Overview

Overview
Installation Instructions
Models
- Snowpipe
  - snowpipe__copy_history
  - snowpipe__usage_history
    - Arguments
    - Usage
- Snowflake
  - snowflake__query_history
    - Arguments
    - Usage
Macros
Materialization
- stage2table
  - Configuration
  - Usage
Contributions

Overview

This dbt package contains Snowflake macros and models that can be (re)used across dbt projects with snowflake as target database.

Installation Instructions

Add the package into your project

Example : packages.yml

   - git: "/~https://github.com/entechlog/dbt-snow-utils.git"
     revision: 0.1.0

   - package: entechlog/dbt_snow_utils
     version: 0.1.0

✅ Packages can be added to your project using either of above options
✅ Please refer to the release version of this repo/dbt hub for the latest version. The version number mentioned above may not be the updated version number.

Install the package by running below command
```
dbt deps
```

Add the following model configuration under the models section of dbt_project.yml. This allows to customize the target database and schema, edit them as needed

models:
  dbt_snow_utils:
    staging:
      database: "DEMO_DB"
      schema: staging
    marts:
      database: "DEMO_DB"
      schema: marts

Models

Snowpipe

snowpipe__copy_history

snowpipe__usage_history

Snowpipe is Snowflake's continuous data ingestion service. Currently there is not a consolidated dashboard in snowflake which shows the summary of Snowpipe.
Copy history in Snowsight gives a dashboard for table level copy history
Table functions INFORMATION_SCHEMA.PIPE_USAGE_HISTORY and INFORMATION_SCHEMA.COPY_HISTORY has copy history but its kept retained for 14 days. The table function avoids the 10,000 row limitation of the LOAD_HISTORY View but is also a slow operation. So adjust SQL predicates to filter the data based on your volume
This process materialize data from PIPE_USAGE_HISTORY and COPY_HISTORY into a snowflake table. The target tables can be used to visualize the Snowpipe copy history and usage history with the help of dbt macro get_snowpipe_details and dbt models with tag +tag:snowpipe

Add the following variables under vars section of dbt_project.yml. This allows to customize the data retrieval filters

vars:
  dbt_snow_utils:
    pipe_databases: "ALL"
    filter_by_date: 
    pipe_copy_history_filter_key: "hours"
    pipe_copy_history_filter_value: -36
    pipe_usage_history_filter_key: "day"
    pipe_usage_history_filter_value: -2

Arguments

pipe_databases (optional): The database name with Snowpipes. Valid values are string “ALL” OR list of databases
filter_by_date (optional): The date for filtering data for incremental loads.
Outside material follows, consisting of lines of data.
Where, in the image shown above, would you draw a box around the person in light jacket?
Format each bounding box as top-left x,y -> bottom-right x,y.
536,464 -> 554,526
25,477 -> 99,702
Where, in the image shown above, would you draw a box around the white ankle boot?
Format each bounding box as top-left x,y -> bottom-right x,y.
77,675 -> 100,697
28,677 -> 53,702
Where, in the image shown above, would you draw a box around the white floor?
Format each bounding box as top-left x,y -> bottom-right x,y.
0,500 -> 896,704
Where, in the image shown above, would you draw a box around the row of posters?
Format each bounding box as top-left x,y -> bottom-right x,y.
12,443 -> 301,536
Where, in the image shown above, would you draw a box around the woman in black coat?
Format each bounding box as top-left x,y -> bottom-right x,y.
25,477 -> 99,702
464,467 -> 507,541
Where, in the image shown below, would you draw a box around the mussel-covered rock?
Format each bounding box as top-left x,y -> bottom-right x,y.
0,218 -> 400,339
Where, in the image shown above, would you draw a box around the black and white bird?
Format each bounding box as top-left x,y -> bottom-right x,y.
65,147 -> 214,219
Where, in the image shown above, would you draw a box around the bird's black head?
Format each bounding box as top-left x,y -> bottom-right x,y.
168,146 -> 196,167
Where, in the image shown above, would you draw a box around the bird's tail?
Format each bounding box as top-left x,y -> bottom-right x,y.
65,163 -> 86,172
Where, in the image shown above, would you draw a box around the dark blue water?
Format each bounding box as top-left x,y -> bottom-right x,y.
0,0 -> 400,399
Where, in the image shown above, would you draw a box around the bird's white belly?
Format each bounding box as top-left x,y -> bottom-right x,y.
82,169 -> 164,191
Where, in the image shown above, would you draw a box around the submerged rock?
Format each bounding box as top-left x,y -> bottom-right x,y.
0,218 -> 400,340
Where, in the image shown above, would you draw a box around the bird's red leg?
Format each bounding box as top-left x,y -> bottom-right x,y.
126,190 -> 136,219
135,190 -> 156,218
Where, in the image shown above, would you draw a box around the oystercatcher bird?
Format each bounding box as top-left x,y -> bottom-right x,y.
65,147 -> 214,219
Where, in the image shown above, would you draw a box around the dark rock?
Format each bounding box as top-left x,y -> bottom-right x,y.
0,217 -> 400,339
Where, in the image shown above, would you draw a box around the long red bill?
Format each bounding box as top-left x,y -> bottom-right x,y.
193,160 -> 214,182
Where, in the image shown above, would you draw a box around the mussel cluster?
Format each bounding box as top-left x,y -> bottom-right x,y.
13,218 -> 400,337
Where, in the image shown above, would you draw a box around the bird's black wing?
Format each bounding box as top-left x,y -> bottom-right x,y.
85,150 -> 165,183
Should be specified in YYYY-MM-DD format, if none specified process will use current date
pipe_copy_history_filter_key (optional): The filter key for table function COPY_HISTORY. Some valid values are day, hour, minute, second etc. See here for list of date and time parts
pipe_copy_history_filter_value (optional): The filter value for table function COPY_HISTORY. Should be negative value and relate to the valid values key can accept
pipe_usage_history_filter_key (optional): The filter key for table function USAGE_HISTORY. Some valid values are day, hour, minute, second etc. See here for list of date and time parts
pipe_usage_history_filter_value (optional): The filter value for table function USAGE_HISTORY. Should be negative value and relate to the valid values key can accept

Usage

Run the models using command

dbt run --select +tag:snowpipe --vars '{"filter_by_date": "2022-03-22"}'
OR
dbt run --select +tag:snowpipe --full-refresh

This should create snowpipe__usage_history and snowpipe__copy_history which can be integrated with BI tools to build Snowpipe monitoring dashboards.

Snowflake

snowflake__query_history

This process materialize data from QUERY_HISTORY into a snowflake table.
The role used by dbt should have monitor access so it can fetch query executed by all users.
```
GRANT MONITOR ON WAREHOUSE <ALL-SNOWFLAKE-WAREHOUSE> to role <DBT-ROLE>;
```

Add the following variables under vars section of dbt_project.yml. This allows to customize the data retrieval filters

vars:
  dbt_snow_utils:
    filter_by_date: 
    query_history_filter_key: "hours"
    query_history_filter_value: -144
    query_history_result_limit: 10000

Arguments

filter_by_date (optional): The date for filtering data for incremental loads. Should be specified in YYYY-MM-DD format, if none specified process will use current date
query_history_filter_key (optional): The filter key for table function QUERY_HISTORY. Some valid values are day, hour, minute, second etc. See here for list of date and time parts
query_history_filter_value (optional): The filter value for table function QUERY_HISTORY. Should be negative value and relate to the valid values key can accept

Usage

Run the models using command

dbt run --select +tag:snowflake --vars '{"filter_by_date": "2022-03-30"}'
OR
dbt run --select +tag:snowflake --full-refresh

This should create snowflake__query_history which can be integrated with BI tools to build Snowflake monitoring dashboards.

Macros

dbt_snow_utils.clone_schemas

This macro clones the source schema/schemas into the destination database.

Arguments

source_schema (required): The source schema name
destination_postfix (required): The destination schema name postfix
source_database (optional): The source database name
destination_database (optional): The destination database name

Usage

run-operation

dbt run-operation dbt_snow_utils.clone_schemas --args "{'source_database': 'demo_db', 'source_schemas': ['dim', 'fact', 'utils'], 'destination_database': 'demo_db', 'destination_postfix': '_20220323_01'}"

pre_hook/post_hook

pre_hook="{{ dbt_snow_utils.clone_schemas(['dim', 'fact', 'utils'], '_backup', 'demo_db', this.database) }}"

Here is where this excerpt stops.